Amicus Brief Urges Supreme Court To Avoid “Takings” Issues When Interpreting Scope Of Clean Water ActApril 14, 2022
The U.S. Environmental Protection Agency (“EPA”) and the U.S. Army Corps of Engineers impose onerous Clean Water Act permitting requirements in connection with discharge of dredged or fill material on private property that those agencies deem wetlands encompassed by “the waters of the United States”—the vague phrase that Congress chose to define “navigable waters” subject to the Act’s pollutant discharge prohibitions. For decades the Supreme Court, as well as EPA and the Corps, have struggled to devise a clear, workable test for determining when a putative wetland is part of “the waters of the United States,” and thus subject to Clean Water Act permitting requirements. In Sackett v. EPA the Court has agreed to address this question again.
The Petitioners are Idaho property owners who wish to construct a residence in a built-out Idaho subdivision. After they began excavating and backfilling their property, which is not physically connected to a navigable body of water, EPA notified them that their property is a “wetland” subject to Clean Water Act regulation. An administrative compliance order directed them to restore their property to its natural state or incur substantial financial penalties. It is well settled that a “regulatory taking” in violation of the Fifth Amendment can occur where federal regulation deprives a property owner of any economically viable use of private property.
The Atlantic Legal Foundation, joined by Conservatives for Property Rights and the Committee for Justice, has filed an amicus brief authored by Capital Appellate Advocacy founder and ALF Executive Vice President & General Counsel Larry Ebner along with ALF Advisory Council member Nancie Marzulla of Marzulla Law, LLC.

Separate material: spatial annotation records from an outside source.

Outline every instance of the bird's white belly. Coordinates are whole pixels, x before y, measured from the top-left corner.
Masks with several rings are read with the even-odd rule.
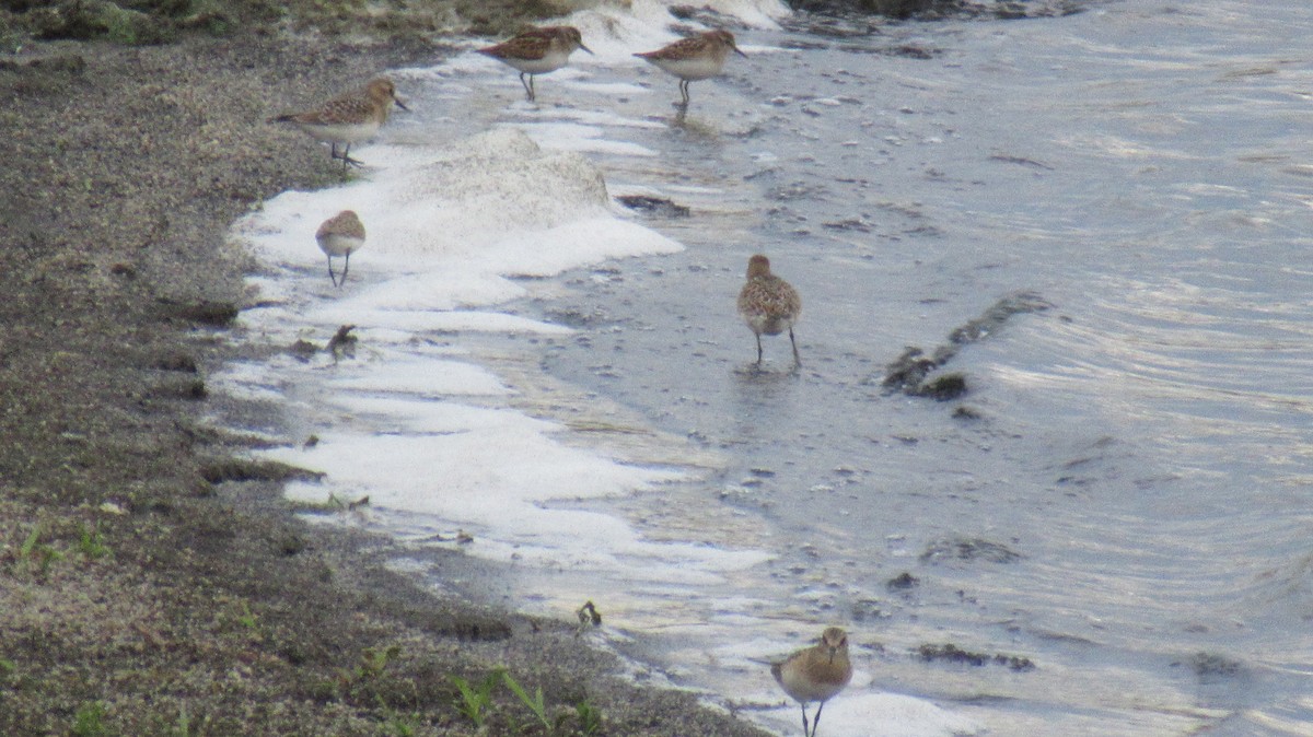
[[[650,62],[687,80],[710,79],[725,68],[725,59],[650,59]]]
[[[561,67],[566,66],[566,62],[569,60],[570,60],[570,54],[551,51],[544,55],[541,59],[507,59],[506,62],[512,67],[520,70],[521,72],[528,72],[530,75],[545,75],[548,72],[554,72]]]

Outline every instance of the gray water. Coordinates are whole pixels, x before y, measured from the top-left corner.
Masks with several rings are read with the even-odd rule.
[[[655,75],[570,101],[670,123],[625,134],[656,160],[595,159],[689,207],[646,220],[688,249],[519,309],[580,330],[550,374],[725,459],[685,498],[769,530],[781,611],[853,629],[869,688],[995,734],[1313,734],[1310,26],[1140,1],[742,31],[790,51],[695,83],[683,121]],[[804,296],[797,374],[781,338],[751,370],[756,252]],[[882,389],[1019,291],[1052,307],[952,358],[966,396]],[[629,649],[714,691],[687,637]],[[943,643],[1035,667],[911,654]]]

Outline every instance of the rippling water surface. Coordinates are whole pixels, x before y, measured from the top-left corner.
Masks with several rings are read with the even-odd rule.
[[[590,18],[590,46],[625,43]],[[454,340],[570,447],[681,479],[546,504],[668,543],[613,552],[664,573],[524,563],[520,590],[597,599],[649,674],[781,732],[759,661],[840,624],[859,677],[834,737],[1313,734],[1308,7],[815,20],[739,30],[750,58],[683,119],[622,54],[540,77],[537,105],[467,56],[398,72],[419,110],[399,146],[520,129],[612,197],[688,209],[626,215],[683,250],[502,303],[572,332]],[[756,252],[804,296],[796,374],[779,338],[751,370],[734,295]],[[884,391],[906,346],[1016,294],[1049,307],[960,346],[964,397]],[[742,557],[708,573],[700,548]],[[1018,660],[915,654],[949,643]]]

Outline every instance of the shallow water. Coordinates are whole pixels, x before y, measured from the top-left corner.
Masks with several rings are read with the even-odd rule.
[[[600,41],[607,24],[576,17],[599,58],[540,77],[536,105],[473,55],[399,71],[416,113],[361,149],[366,182],[239,228],[290,243],[253,329],[361,321],[373,346],[235,370],[322,439],[282,456],[372,493],[365,523],[416,549],[471,531],[471,553],[520,573],[508,595],[558,616],[593,599],[599,641],[641,677],[781,733],[797,711],[760,661],[840,624],[859,674],[826,707],[836,737],[1313,734],[1304,5],[864,35],[785,18],[739,31],[750,59],[695,83],[683,119],[674,80],[625,58],[656,41],[643,8]],[[467,172],[450,153],[406,168],[488,127],[507,138]],[[565,184],[515,184],[512,129]],[[612,198],[689,215],[599,205],[553,151]],[[452,244],[406,240],[448,197]],[[390,243],[335,294],[291,231],[360,199]],[[436,256],[462,232],[467,256]],[[783,338],[752,370],[734,295],[755,252],[804,296],[797,372]],[[905,346],[934,351],[1018,292],[1052,307],[960,348],[945,371],[965,397],[882,389]],[[890,589],[902,573],[916,584]],[[947,643],[1033,667],[914,654]]]

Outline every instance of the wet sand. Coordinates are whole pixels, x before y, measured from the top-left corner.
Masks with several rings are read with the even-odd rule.
[[[457,708],[453,675],[506,666],[542,687],[551,733],[588,733],[592,708],[596,734],[763,734],[621,679],[572,612],[418,589],[386,540],[298,519],[295,469],[204,421],[231,401],[206,375],[252,296],[228,224],[340,181],[264,121],[439,54],[255,29],[0,55],[0,733],[549,733],[504,686],[482,729]],[[496,588],[492,565],[432,564]]]

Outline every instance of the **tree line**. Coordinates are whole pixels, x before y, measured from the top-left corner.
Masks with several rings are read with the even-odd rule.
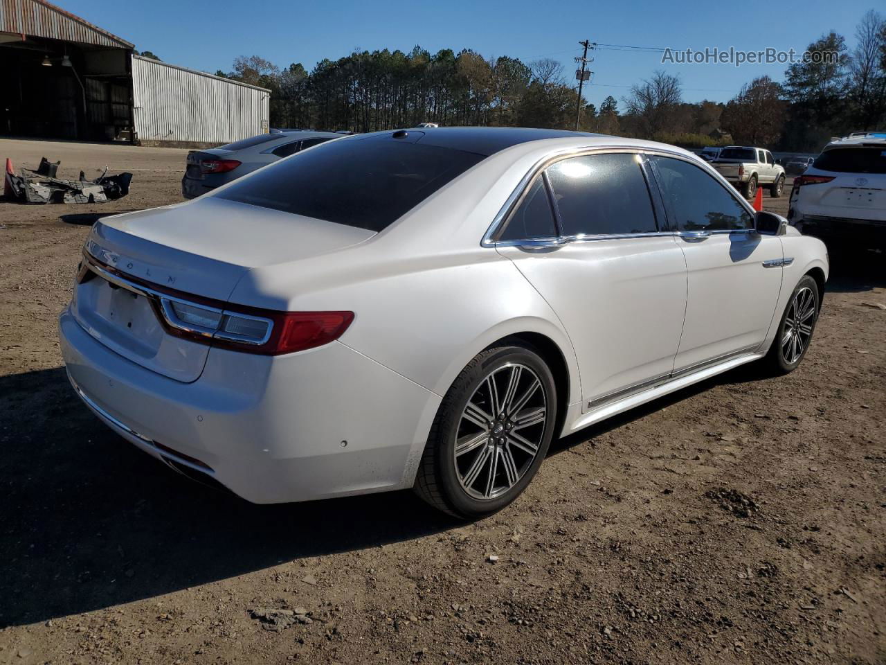
[[[886,121],[886,21],[871,10],[850,51],[829,32],[791,64],[784,81],[763,76],[726,104],[683,100],[679,76],[656,72],[619,102],[581,100],[579,129],[687,145],[750,143],[789,151],[820,148],[830,136]],[[835,58],[833,56],[835,54]],[[270,123],[280,128],[377,131],[419,122],[574,129],[579,97],[563,66],[542,59],[443,49],[355,51],[308,72],[281,69],[257,56],[216,72],[270,90]]]

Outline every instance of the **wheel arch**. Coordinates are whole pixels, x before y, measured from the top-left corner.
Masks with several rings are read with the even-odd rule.
[[[528,348],[536,351],[541,359],[545,361],[551,373],[554,375],[554,385],[557,391],[556,400],[556,419],[555,421],[555,438],[563,430],[563,422],[566,419],[566,413],[571,403],[571,380],[570,378],[569,364],[563,349],[557,346],[551,338],[540,332],[515,332],[496,340],[489,344],[486,348],[499,346],[519,346]],[[484,349],[486,350],[486,349]]]
[[[821,300],[824,298],[825,294],[825,284],[828,281],[828,278],[825,276],[825,271],[820,266],[814,266],[806,270],[804,275],[809,275],[812,279],[815,280],[815,285],[819,287],[819,307],[821,307]]]

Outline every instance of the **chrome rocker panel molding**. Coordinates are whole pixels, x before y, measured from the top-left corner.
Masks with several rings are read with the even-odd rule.
[[[614,393],[592,400],[587,403],[585,415],[573,422],[569,431],[563,432],[563,435],[703,381],[705,379],[728,372],[746,363],[758,360],[766,355],[758,350],[758,347],[749,347],[748,348],[754,350],[738,350],[723,356],[711,358],[699,364],[677,370],[658,379],[621,388]]]

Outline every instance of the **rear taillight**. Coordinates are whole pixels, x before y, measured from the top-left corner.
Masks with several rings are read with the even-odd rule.
[[[227,173],[240,166],[237,160],[204,160],[200,162],[200,171],[203,173]]]
[[[354,312],[280,312],[273,318],[268,341],[242,350],[279,356],[329,344],[345,333],[354,321]]]
[[[295,353],[329,344],[354,321],[354,312],[246,311],[210,307],[159,295],[167,331],[178,337],[264,356]],[[235,305],[235,307],[237,307]]]
[[[829,183],[835,176],[799,176],[794,178],[794,187],[803,187],[806,184],[821,184]]]

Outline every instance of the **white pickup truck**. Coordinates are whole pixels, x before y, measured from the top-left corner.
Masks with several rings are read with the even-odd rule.
[[[747,199],[754,198],[758,186],[768,187],[776,199],[784,189],[784,168],[763,148],[727,145],[711,166]]]

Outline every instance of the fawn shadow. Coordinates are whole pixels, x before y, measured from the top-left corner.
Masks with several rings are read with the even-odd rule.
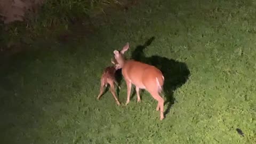
[[[166,115],[174,102],[177,102],[173,97],[174,91],[187,82],[190,73],[187,65],[184,62],[159,55],[146,57],[143,51],[154,39],[155,37],[153,37],[144,45],[138,46],[132,53],[132,59],[154,66],[163,73],[164,77],[163,91],[166,99],[164,105],[168,103],[167,108],[164,111],[164,115]],[[133,91],[133,94],[134,94],[134,91]]]

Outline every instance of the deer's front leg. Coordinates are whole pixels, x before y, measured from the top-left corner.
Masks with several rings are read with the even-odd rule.
[[[127,105],[130,102],[130,96],[131,95],[131,90],[132,89],[132,83],[129,80],[125,80],[127,86],[127,100],[125,105]]]

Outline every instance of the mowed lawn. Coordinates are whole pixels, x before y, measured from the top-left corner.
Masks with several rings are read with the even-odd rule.
[[[1,143],[256,143],[255,6],[140,1],[89,36],[35,41],[42,50],[13,56],[0,71]],[[127,59],[164,72],[162,121],[147,92],[125,106],[123,79],[122,106],[109,91],[96,99],[103,68],[126,42]]]

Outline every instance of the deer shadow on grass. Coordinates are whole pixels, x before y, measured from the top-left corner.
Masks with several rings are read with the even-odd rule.
[[[131,57],[135,60],[154,66],[162,72],[164,77],[163,91],[166,99],[164,105],[168,105],[164,113],[164,115],[166,115],[174,102],[177,102],[173,97],[173,92],[187,82],[190,75],[190,71],[184,62],[159,55],[146,57],[143,51],[147,49],[154,39],[155,37],[153,37],[143,45],[138,46],[132,52]],[[141,91],[141,92],[143,91]],[[133,90],[131,97],[133,97],[135,93],[135,91]]]

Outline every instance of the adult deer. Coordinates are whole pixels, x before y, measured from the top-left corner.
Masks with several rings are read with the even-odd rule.
[[[115,50],[115,59],[122,68],[122,74],[127,86],[127,101],[130,102],[132,84],[135,86],[137,102],[140,101],[140,89],[146,89],[158,101],[156,110],[160,109],[160,119],[164,118],[164,99],[159,93],[162,90],[164,77],[161,71],[151,66],[133,60],[125,60],[124,53],[129,49],[127,43],[121,51]]]
[[[113,60],[112,59],[111,59],[111,62],[114,65],[114,66],[110,66],[106,67],[103,71],[101,78],[100,79],[100,93],[98,95],[97,99],[98,100],[100,99],[100,97],[103,94],[104,86],[107,87],[108,84],[110,86],[110,92],[113,95],[114,98],[116,100],[116,102],[117,105],[120,106],[120,102],[119,102],[116,96],[116,94],[115,93],[115,84],[117,86],[118,86],[119,89],[120,89],[120,86],[118,85],[117,82],[116,82],[115,74],[116,73],[116,71],[120,69],[121,67],[118,64],[118,63],[116,60]]]

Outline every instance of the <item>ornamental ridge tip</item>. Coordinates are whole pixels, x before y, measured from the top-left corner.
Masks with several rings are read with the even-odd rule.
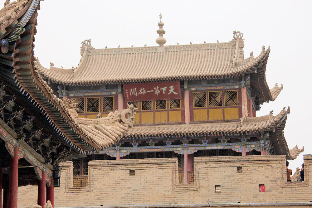
[[[167,41],[167,40],[163,36],[163,34],[166,33],[166,31],[163,29],[163,23],[161,22],[161,18],[162,18],[162,15],[161,14],[161,13],[160,13],[160,14],[159,15],[159,18],[160,19],[160,22],[158,22],[159,29],[157,30],[156,31],[159,35],[159,37],[156,39],[156,42],[159,44],[159,46],[163,46],[163,44]]]

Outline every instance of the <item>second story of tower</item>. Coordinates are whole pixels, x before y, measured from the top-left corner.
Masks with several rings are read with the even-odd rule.
[[[37,59],[37,68],[56,95],[76,100],[80,117],[96,118],[132,104],[139,108],[137,125],[254,117],[282,89],[266,80],[270,46],[245,59],[239,31],[228,42],[164,46],[163,23],[158,25],[159,46],[96,49],[86,40],[77,67],[51,63],[48,69]]]

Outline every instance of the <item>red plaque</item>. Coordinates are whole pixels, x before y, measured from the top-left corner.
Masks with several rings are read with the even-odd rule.
[[[180,82],[138,83],[123,85],[126,102],[182,99]]]

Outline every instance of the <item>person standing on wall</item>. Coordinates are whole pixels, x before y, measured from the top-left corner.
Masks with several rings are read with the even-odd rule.
[[[289,163],[288,161],[286,161],[286,168],[287,168],[287,170],[286,171],[286,176],[287,176],[287,181],[291,181],[291,180],[290,180],[290,176],[292,175],[292,171],[291,170],[291,169],[288,169],[288,164]]]
[[[305,181],[305,166],[303,163],[301,166],[301,169],[300,169],[300,177],[301,178],[301,181]]]

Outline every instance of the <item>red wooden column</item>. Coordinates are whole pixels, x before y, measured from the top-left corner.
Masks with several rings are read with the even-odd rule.
[[[0,167],[0,205],[2,204],[2,168]]]
[[[121,92],[121,85],[119,84],[118,85],[118,112],[120,113],[123,109],[124,97]]]
[[[188,80],[184,80],[184,112],[185,123],[190,123],[190,96],[188,88]]]
[[[46,203],[46,171],[42,171],[42,180],[38,180],[38,205],[42,207]]]
[[[246,156],[246,148],[241,148],[241,155],[242,156]]]
[[[14,147],[14,157],[11,158],[9,179],[9,208],[17,207],[18,185],[18,148]]]
[[[46,201],[51,202],[52,206],[54,207],[54,186],[53,177],[51,177],[51,186],[46,187]]]
[[[251,117],[253,116],[252,113],[252,110],[253,108],[252,108],[252,99],[249,100],[249,115]]]
[[[246,87],[242,87],[241,90],[241,109],[243,113],[243,116],[248,116],[248,109],[247,105],[247,94]]]
[[[3,208],[9,207],[9,181],[6,180],[3,181]]]
[[[183,183],[188,183],[188,149],[184,149],[183,152]]]

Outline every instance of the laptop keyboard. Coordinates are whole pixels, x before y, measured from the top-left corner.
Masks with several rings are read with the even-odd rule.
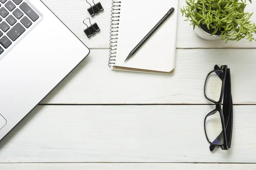
[[[0,55],[39,18],[23,0],[0,0]]]

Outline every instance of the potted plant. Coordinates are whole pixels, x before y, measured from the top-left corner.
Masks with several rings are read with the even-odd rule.
[[[251,0],[248,0],[251,3]],[[238,41],[246,37],[254,40],[255,23],[250,18],[253,13],[245,12],[246,0],[186,0],[180,8],[182,16],[189,20],[194,30],[206,40]]]

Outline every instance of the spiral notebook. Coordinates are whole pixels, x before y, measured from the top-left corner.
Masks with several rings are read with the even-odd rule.
[[[175,62],[178,0],[113,0],[111,54],[113,70],[172,74]],[[128,61],[130,52],[172,8],[169,19]]]

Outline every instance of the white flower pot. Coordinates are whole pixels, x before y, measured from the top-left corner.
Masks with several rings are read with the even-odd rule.
[[[195,26],[194,31],[195,33],[201,38],[207,40],[217,40],[221,39],[220,35],[212,35],[205,31],[202,29],[200,28],[197,26]]]

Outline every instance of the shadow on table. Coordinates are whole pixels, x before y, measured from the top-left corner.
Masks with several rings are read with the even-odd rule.
[[[47,98],[50,99],[51,96],[48,97],[49,96],[53,96],[54,94],[58,93],[62,88],[63,88],[65,84],[70,81],[72,81],[72,78],[75,76],[82,69],[87,65],[90,62],[88,57],[90,55],[84,60],[82,62],[79,64],[77,66],[71,71],[61,82],[60,82],[53,90],[54,92],[52,93],[51,92],[45,98],[47,99],[45,102],[47,102]],[[12,130],[8,133],[6,136],[0,141],[0,151],[6,145],[8,142],[10,142],[12,139],[17,134],[20,130],[26,125],[26,124],[29,121],[32,121],[34,116],[42,109],[42,107],[36,107],[32,110],[29,112],[18,124]],[[33,112],[33,114],[31,114],[31,112]]]

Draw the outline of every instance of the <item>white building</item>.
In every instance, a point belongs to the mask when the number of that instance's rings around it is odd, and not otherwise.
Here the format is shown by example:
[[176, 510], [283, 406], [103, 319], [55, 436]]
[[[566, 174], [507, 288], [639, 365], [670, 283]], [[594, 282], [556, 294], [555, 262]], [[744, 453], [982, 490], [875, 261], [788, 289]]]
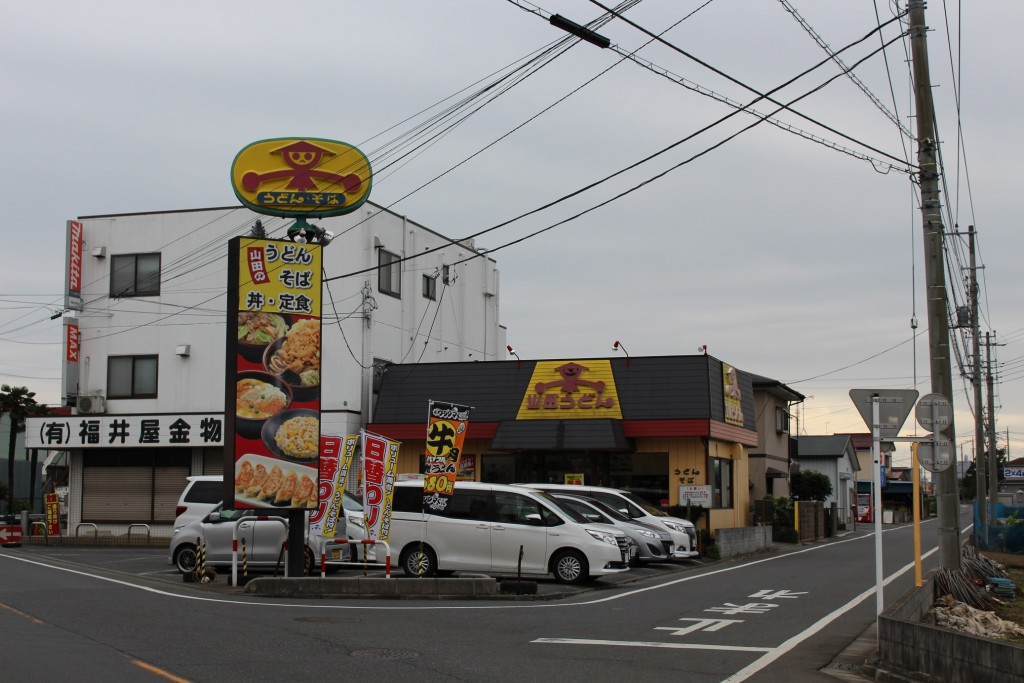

The amicus brief argues that the Court should avoid any statutory interpretation of “the waters of the United States” that has the potential for raising concerns about the regulatory “taking” of private property without just compensation in violation of the Fifth Amendment. More specifically, the brief argues that (i) Clean Water Act regulation of wetlands can raise Fifth Amendment takings concerns, and (ii) when interpreting the breadth of the statutory phrase “waters of the United States” as to wetlands, the Court should apply the canon of constitutional avoidance.